During the previous weekend i had a 7600/RSP720 crashing multiple times in the middle of the night without any apparent reason. Console was showing the following messages:
03:31:06 EET Sat May 9 2009: Unexpected exception to CPU Vector 1500, PC = 0x0A7FA5
B0, LR = 0x0A7FA550
-Traceback= A7FA5B0 A7FA550 A558DD8 A40B698 A442928 A442994 8814E18 8815FB8 8816CD4
A874C8C A8755BC A82EFCC A82F1C0 A8306C0 A7F05EC A87A0DC
CPU Register Context:
MSR = 0x00029200 CR = 0x24444024 CTR = 0x0A44DA0C XER = 0x00000000
R0 = 0x0A7FA550 R1 = 0x13D4C3E0 R2 = 0xFFFCFFFC R3 = 0x137005B4
R4 = 0xFFFFFFFE R5 = 0x00000000 R6 = 0x13D4C3B8 R7 = 0x00029200
R8 = 0x00029200 R9 = 0x00000000 R10 = 0x0D06DBF8 R11 = 0x137005B0
R12 = 0x00013FB4 R13 = 0x04044000 R14 = 0x00000000 R15 = 0x00000000
R16 = 0x0E844B94 R17 = 0x0E8663A8 R18 = 0x0C236BD4 R19 = 0x00000000
R20 = 0x13731364 R21 = 0x79D97210 R22 = 0x13D4C580 R23 = 0x0E851E4C
R24 = 0x0D050000 R25 = 0x00000000 R26 = 0x1373158C R27 = 0x0000001F
R28 = 0x00000001 R29 = 0x0C420000 R30 = 0x103FEAA0 R31 = 0x00000000
Writing crashinfo to bootdisk:crashinfo_20090509-033106-EET
*** System received a Software forced crash ***
signal= 0x17, code= 0x1500, context= 0xce08b9c
PC = 0x8273dcc, Vector = 0x1500, SP = 0x1b394d08
rommon 2 >
Trying to boot manually from the rommon didn't have any positive result, because after the boot was completed (and you were given about 10-20 secs of CLI access!), the RSP crashed again.
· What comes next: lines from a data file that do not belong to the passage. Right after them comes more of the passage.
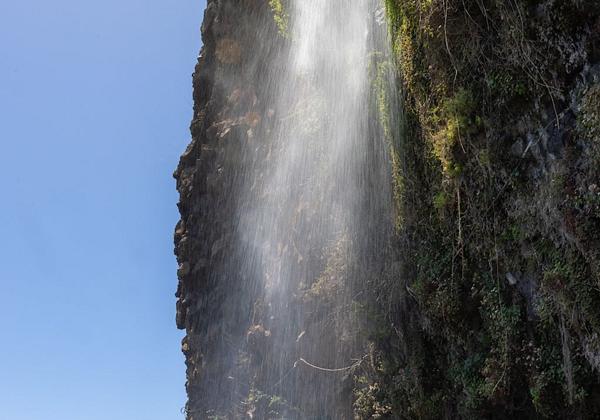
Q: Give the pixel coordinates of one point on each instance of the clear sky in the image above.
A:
(95, 104)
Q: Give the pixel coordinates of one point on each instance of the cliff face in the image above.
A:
(214, 304)
(484, 301)
(500, 212)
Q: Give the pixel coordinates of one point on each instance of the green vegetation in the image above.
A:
(281, 16)
(499, 300)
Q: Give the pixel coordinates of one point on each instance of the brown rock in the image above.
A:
(228, 51)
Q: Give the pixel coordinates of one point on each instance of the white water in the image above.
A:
(315, 210)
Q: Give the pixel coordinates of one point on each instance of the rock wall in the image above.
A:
(500, 217)
(489, 305)
(214, 305)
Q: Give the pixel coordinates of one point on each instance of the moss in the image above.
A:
(281, 17)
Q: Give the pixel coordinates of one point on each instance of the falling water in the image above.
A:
(314, 213)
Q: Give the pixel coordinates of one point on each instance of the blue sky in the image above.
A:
(95, 103)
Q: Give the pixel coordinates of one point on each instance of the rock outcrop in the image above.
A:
(485, 300)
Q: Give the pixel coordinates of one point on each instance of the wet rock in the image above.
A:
(229, 51)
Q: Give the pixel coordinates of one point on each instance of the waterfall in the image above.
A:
(314, 215)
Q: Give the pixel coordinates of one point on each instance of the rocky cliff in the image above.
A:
(484, 299)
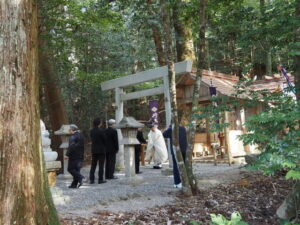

Since rommon doesn't provide a way to view crashinfo files, you're stuck with the crashes, trying your best at various guesses.
This was a crash that appeared at a random time and on a 7600 that gets configured once in a month, so by best guess was a faulty or stuck supervisor card. After the card was OIRed by the oncall engineer, it booted fine and i finally had a look at the crashinfos. The crashinfo on the RP didn't show anything useful. But the crashinfo on the SP showed the following:
%ONLINE-SP-6-INITFAIL: Module 6: Failed to synchronize Port asic
CCO describes it like below:
The cause of the crash is that the Pinnacle ASIC failed to synchronize. This is usually caused by a bad contact or a badly seated card.
The system recovers without user intervention. If the error message recurs, then reseat the concerned line card or module.
Yeah, sure. The system was stuck to rommon after some crashes:
Active crashed three times, disabling auto-boot and dropping to rommon
If anyone would like to answer, these are my questions:
Why couldn't the RSP print an error message (after 3 crashes) on the console while in IOS and sit there waiting for the user to act? What benefit does this specific crash and return to rommon offer?
I understand that generally a crash/reload is used to force the device recover from a bad situation and possibly avoid a long downturn situation. In my case, the situation was a bad contact or a badly seated card (although there is lot of arguing that can be done here). How was the reload supposed to solve this? Was the reload going to "reseat" the module somehow? Are there any pins moved while reloading? Does rommon offer a better seating?
After all, as it proved out the crash didn't help at all, because the RSP returned to ROM, sitting there and waiting, while it could stay in IOS, which provides much better feedback to the user.
On the other hand, it's the redundancy factor. Which, imho, is the only case that a crash/reload should occur (i'm still referring to the case of a badly seated module). As long as you have a 2nd working RSP, it should take the active role. But the system knows whether you have a redundant setup long before giving you the CLI prompt, so it should be easy to check upon it.
What i'm trying to say is that a crash followed by a reload is not always a panacea in case of a problem. It should be an option used, only when there is no other solution. In case of a badly seated module, crashing and moving into rommon isn't of any help (at least until rommon gets upgraded to something more intelligent).